- Associated Press - Friday, February 19, 2016

HARTFORD, Conn. (AP) - The private vendor that designed a major upgrade of the Connecticut Department of Motor Vehicles’ aging computer system is committed to making sure all the “bugs” are fixed, the interim commissioner assured state lawmakers on Friday.

Dennis Murphy, who was appointed by Gov. Dannel P. Malloy to temporarily run the agency, told the General Assembly’s Transportation Committee that 3M has “committed to us very directly, from a high level, they’re going to make this work. We’re going to hold their feet to the fire to make the system work.”

Friday was Murphy’s fourth day on the job.

The DMV has been plagued by long wait times, erroneous vehicle registration cancelations and other problems since the upgrade was launched last summer. Some legislators said they have received numerous complaints from constituents and questioned whether 3M should be replaced with another vendor.

Rep. Tony Guerrera, D-Rocky Hill, the committee’s co-chairman, asked whether the state has been “sold a bill of goods.”

Murphy said he has been briefed on the situation and believes the computer system “basically works.” The DMV originally began the complicated process in 2006 of upgrading its computers to allow customers to conduct more transactions online.

“We’ve got to fix the bugs that occur when you bump into some realities that it simply was not contemplated for,” Murphy told lawmakers, adding how the state is currently in the second phase of a three-phase contract with the vendor.

Murphy said DMV won’t sign off on the second phase of work until all those bugs are fixed. He wouldn’t provide a specific date on when that might happen, predicting it could take months. Once the glitches are fixed, Murphy said 3M’s one-year warranty of the computer upgrade work begins.

Meanwhile, Murphy said DMV customers have seen some recent improvements. Wait times for service at DMV branch offices averaged two hours and 41 minutes in August. He said that dropped to 43 minutes on average in January.

Murphy said it also appears more people are using DMV’s online services, which could help reduce wait times. In September, 56 percent of transactions that could be conducted online were done online. That percentage increased to 68 percent in January, Murphy said.

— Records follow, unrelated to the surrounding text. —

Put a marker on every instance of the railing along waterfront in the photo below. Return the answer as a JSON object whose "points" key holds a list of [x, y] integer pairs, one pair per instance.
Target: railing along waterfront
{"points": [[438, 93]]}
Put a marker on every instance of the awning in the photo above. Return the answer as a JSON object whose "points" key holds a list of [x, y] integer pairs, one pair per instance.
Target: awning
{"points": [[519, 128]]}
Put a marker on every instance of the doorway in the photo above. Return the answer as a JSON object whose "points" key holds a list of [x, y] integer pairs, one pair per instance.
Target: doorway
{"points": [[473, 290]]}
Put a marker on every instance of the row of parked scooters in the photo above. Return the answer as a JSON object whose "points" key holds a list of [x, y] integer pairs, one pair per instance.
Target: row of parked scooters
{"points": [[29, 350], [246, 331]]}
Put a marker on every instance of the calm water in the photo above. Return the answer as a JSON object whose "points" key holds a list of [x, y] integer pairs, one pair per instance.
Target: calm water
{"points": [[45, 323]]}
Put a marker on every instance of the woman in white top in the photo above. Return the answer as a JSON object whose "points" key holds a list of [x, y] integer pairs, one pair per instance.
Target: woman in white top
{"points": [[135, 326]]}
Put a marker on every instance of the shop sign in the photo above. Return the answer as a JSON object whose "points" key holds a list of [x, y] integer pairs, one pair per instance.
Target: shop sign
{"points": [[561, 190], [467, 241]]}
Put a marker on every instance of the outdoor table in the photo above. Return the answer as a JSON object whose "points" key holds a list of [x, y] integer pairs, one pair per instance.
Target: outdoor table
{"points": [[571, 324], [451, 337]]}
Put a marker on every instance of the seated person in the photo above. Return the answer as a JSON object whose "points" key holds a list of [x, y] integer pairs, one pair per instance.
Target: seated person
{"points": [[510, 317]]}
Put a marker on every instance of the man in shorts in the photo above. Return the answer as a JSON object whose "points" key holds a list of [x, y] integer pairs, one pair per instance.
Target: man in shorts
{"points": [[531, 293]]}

Malloy has proposed legislation this session that he contends will further help reduce wait times. The Democrat’s bill would allow DMV to enter into contracts with private contractors, such as AAA, to provide vehicle registration services. Currently, AAA is allowed to handle driver’s license renewals, with the exception of commercial driver’s licenses.

Malloy also wants to eliminate the current ban on issuing registrations for motor vehicles and other vehicles, such as snowmobiles, that are subject to unpaid parking tickets or property taxes. Malloy said the current system exacerbates the long waiting periods in DMV offices.